Storage Sensor Sampling¶
Storage Accounting with Sampling/Monitoring¶
There has been much discussion about the sampling of stored data quantities to obtain usage for UR markup.We start with these axioms:
- Data storage is a continuous usage i.e. it has a start time and an end time or duration.
- There are two mechanisms to calculate this being considered:
- record all operations which write to the storage device and delete from storage device
e.g. a gridftp server modified to record I/O inbound and delete operations - measure usage periodically
e.g. for a disk on a linux system using e.g. du
- record all operations which write to the storage device and delete from storage device
- URs do not specify a time period
- Any time period would make the record in itself inaccurate.
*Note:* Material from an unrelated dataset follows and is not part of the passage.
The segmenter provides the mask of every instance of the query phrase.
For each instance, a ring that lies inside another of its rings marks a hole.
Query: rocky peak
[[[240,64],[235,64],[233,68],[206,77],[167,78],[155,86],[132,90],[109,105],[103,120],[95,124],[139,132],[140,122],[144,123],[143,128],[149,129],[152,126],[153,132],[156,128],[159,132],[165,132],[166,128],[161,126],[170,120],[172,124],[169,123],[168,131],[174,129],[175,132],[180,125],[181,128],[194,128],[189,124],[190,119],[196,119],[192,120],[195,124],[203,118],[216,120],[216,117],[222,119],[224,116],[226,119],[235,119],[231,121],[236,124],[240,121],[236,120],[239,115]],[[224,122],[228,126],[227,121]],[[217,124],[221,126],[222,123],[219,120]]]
- Resources instead publish status information: the total size of all files stored (total allocation was also discussed) to the accounting systems via URs
- UR consumer would then derive an average/max/min value over a period of time for accounting using whatever algorithm they wished
- URs specify a time period
- URs would contain a self consistent usage value
- URs would not reflect the dynamics of the usage
For details see email thread starting here http://www.ogf.org/pipermail/ur-wg/2012-February/000504.html
Agreed (skype meeting 28/02/2012):¶
- Storage UR will specify a start and end time
- To be set by the sensor/Resource-Provider
- and subject only to local policy decisions
- (Resource provider or service software is in best place to determine sampling rates)
- Storage UR will present a data size value: N (bytes or other similar specified units c.f. UR v1)
- i.e. not an integral value
- UR will not mandate how this value is achieved so long as it is a reasonable mechanism and is described publicly for the user to consume
- Storage UR data size value will be interpreted by UR consumers as an average constant value across the time period
Notes¶
- Allowing resource providers to determine their UR start/end time could in principle lead to very many very short period URs in the system.
- It needs to be noted that granularity will determine performance and therefore we need to request of service providers that they cut appropriately coarse grained URs.
- Sampling can still be done as often as necessary for accuracy purposes but the resulting published UR needs to consider publishing average usage over a suitably long time baseline UR.
- Would it be sensible to provide metadata in the UR to indicate the sampling process used?
- Would it be sensible to provide metadata to indicate whether the value comes from a sampling mechanism?